Wir laden Dich zu einem Nachbereitungstreffen ein, wo Erfahrungen ausgetauscht werden und Du erfährst, wie Du als Returnee für into aktiv sein kannst – auf Seminaren, Messen oder Orientation Camps. So werden z.B. die Vorbereitungsseminare und Orientation Camps von ehemaligen Austauschschülern unterstützt. Das macht nicht nur eine Menge Spaß – du lernst auch wie man im Team zusammenarbeitet. Manche Returnees sind über Jahrzehnte hinweg für uns aktiv und werden später Seminarleiter, Interviewer oder sogar Mitarbeiter in unserem Kölner Büro. Das alljährliche Highlight ist das into-BBQ Wochenende wo Returnees und into Mitarbeiter zusammen feiern.

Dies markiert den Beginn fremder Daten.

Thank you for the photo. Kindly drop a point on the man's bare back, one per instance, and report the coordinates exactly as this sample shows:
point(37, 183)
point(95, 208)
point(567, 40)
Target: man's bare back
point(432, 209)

Neben dem eigentlichen Programmpreis kommen je nach Land unterschiedliche Kosten hinzu. Manche fallen vorab an und manche erst im Gastland, weshalb wir ein monatliches Taschengeld von 250 € empfehlen. Vorab sind das die Reisekosten zum Vorbereitungsseminar, Visumgebühr und damit verbundene Kosten wie z.B. Fahrt zum Konsulat oder die Beschaffung von erforderlichen Dokumenten. Vor Ort können Kosten für Schulbus, Mensageld, Schuluniform, Einschreibegebühren an der Schule oder für bestimmte Kurse oder Unterrichtsmaterialien dazukommen. Berücksichtige auch Freizeitaktivitäten wie Shopping, Essen gehen oder Kino.
into bietet jedes Jahr ein Vollstipendium für die USA über den Deutschen Fachverband High School an. Information darüber findest du auf www.dfh.org. Wir haben einige Jahr jährlich drei Vollstipendien für das Land der Wahl in Form eines Kreativwettbewerbs unter dem Namen into’s Topbotschafter vergeben. Derzeit überlegen wir uns ein neues Konzept. Schaue regelmäßig vorbei um zu schauen, wann wir den nächsten Stipendiums Wettbewerb anbieten.
Grundsätzlich ja, es kommt aber auf den Bundesstaat an. In den USA wird der Fahrunterricht über die Schule angeboten, die Teilnahme und die Prüfung ist Austauschschülern mittlerweile nur noch in wenigen Staaten erlaubt und ist nur möglich, wenn Du mindestens 180 Tage in den USA gelebt hast –also länger als ein Schulhalbjahr.